Members noted that the updated role descriptions would be incorporated
in Part 3 of the Council’s Constitution (Section 10 – Councillor Role
Descriptions).
It was
advised that, during 2021/22 it was proposed to deliver an enhanced programme
of learning and development support for Members on the Committee, based on the
training modules set out in Appendix 4 to the Report.
It was
proposed to review the new arrangements in a year when the Committee would have
had some experience of the changes. In
these circumstances, it was not intended to recommend that Standing Orders for
the Regulation of Business be changed but to ask full Council to suspend
Standing Orders at the Annual Council Meeting so that the new arrangements
could be introduced for 2021/22. Once
the review had been undertaken, the proposed changes to Standing Orders could
be formalised in the early part of 2022.
During
discussion, Members agreed that changes were needed due to the growing
complexity of matters dealt with by the Committee and it was felt that the
proposals were a good way forward. The
view was expressed that, in view of the onerous duties to be imposed on Members
of the Committee, including in-depth training to be undertaken and the level of
ability required, that a special responsibility allowance should be given to
Members of the Committee. Following
consideration of the suggestion it was agreed by the Committee that the Council
should also be recommended to appoint an Independent Remuneration Panel to
examine whether a Special Responsibility Allowance should be paid to Members of
the Committee.
During
further discussion, Members raised questions regarding the apolitical and
independent nature of the Committee particularly in relation to corporate
governance matters and how this might not always be possible.
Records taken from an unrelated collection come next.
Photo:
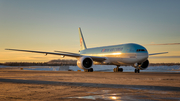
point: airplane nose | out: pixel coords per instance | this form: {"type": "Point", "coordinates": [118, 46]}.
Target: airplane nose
{"type": "Point", "coordinates": [142, 56]}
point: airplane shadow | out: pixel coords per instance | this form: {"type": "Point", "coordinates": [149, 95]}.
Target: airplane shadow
{"type": "Point", "coordinates": [143, 87]}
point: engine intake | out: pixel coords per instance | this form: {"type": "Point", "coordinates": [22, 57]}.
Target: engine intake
{"type": "Point", "coordinates": [85, 62]}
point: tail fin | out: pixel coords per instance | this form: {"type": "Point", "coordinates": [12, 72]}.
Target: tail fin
{"type": "Point", "coordinates": [82, 42]}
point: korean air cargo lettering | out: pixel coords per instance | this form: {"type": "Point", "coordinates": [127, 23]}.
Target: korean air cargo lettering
{"type": "Point", "coordinates": [131, 54]}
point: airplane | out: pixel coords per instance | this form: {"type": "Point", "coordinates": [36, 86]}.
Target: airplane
{"type": "Point", "coordinates": [131, 54]}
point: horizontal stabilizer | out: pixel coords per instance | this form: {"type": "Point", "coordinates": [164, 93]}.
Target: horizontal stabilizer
{"type": "Point", "coordinates": [65, 54]}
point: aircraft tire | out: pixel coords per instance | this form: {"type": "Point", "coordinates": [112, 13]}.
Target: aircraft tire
{"type": "Point", "coordinates": [90, 70]}
{"type": "Point", "coordinates": [120, 69]}
{"type": "Point", "coordinates": [116, 69]}
{"type": "Point", "coordinates": [136, 70]}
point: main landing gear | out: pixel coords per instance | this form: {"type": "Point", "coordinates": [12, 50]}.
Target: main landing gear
{"type": "Point", "coordinates": [117, 69]}
{"type": "Point", "coordinates": [88, 70]}
{"type": "Point", "coordinates": [137, 71]}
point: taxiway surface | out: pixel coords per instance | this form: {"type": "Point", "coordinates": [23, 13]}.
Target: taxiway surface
{"type": "Point", "coordinates": [79, 86]}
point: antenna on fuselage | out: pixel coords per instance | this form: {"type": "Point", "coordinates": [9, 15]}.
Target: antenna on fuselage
{"type": "Point", "coordinates": [82, 42]}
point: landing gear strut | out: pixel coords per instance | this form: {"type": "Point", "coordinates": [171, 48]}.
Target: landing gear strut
{"type": "Point", "coordinates": [88, 70]}
{"type": "Point", "coordinates": [117, 69]}
{"type": "Point", "coordinates": [136, 70]}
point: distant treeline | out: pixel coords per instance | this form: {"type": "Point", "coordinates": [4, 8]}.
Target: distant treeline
{"type": "Point", "coordinates": [63, 62]}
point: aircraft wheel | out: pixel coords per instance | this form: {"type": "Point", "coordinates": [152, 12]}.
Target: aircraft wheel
{"type": "Point", "coordinates": [120, 69]}
{"type": "Point", "coordinates": [90, 70]}
{"type": "Point", "coordinates": [136, 70]}
{"type": "Point", "coordinates": [116, 69]}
It was also requested that Members of the
Committee should have access to a list of financial management terminology and
their meanings.
In response
to a question regarding training, it was explained that undertaking the
training programme would ensure that Members were confident that they could not
only take an independent view on the advice of professional officers but also
could challenge, question and really get to grips with the information
submitted for consideration and in so doing be satisfied that they were happy
with the information provided.
RESOLVED:
(1) That the COUNCIL BE RECOMMENDED to
approve
(a)
the
Committee’s name change to ‘Corporate Governance, Audit and Standards
Committee’ from the Annual Council Meeting in May 2021;
(b)
updates
to the Council’s Constitution to incorporate a new Statement of Purpose to
precede the Committee’s terms of reference, as set out in Appendix 1 to the
Report; and the updated Role Descriptions, as set out in Appendices 2 and 3;
(c)
the
suspension of Standing Orders for the Regulation of Business at the Annual
Council Meeting to enable the proposals set out in the Report to be implemented
for 2021/22; and
(d)
the
appointment of an Independent Remuneration Panel to assess the duties of the
Members and Chairman of the new Committee and make recommendations regarding a
Special Responsibility Allowance; and
(2) RESOLVED: That
(a) arrangements to recruit Independent Member(s)
be based on the approach and terms set out in paragraphs 3.7 and 3.8 of the
Report be agreed; and
(b) the implementation of a Members’
training programme for the Committee in 2021/22, based on the modules set out
in Appendix 4 to the Report, be approved.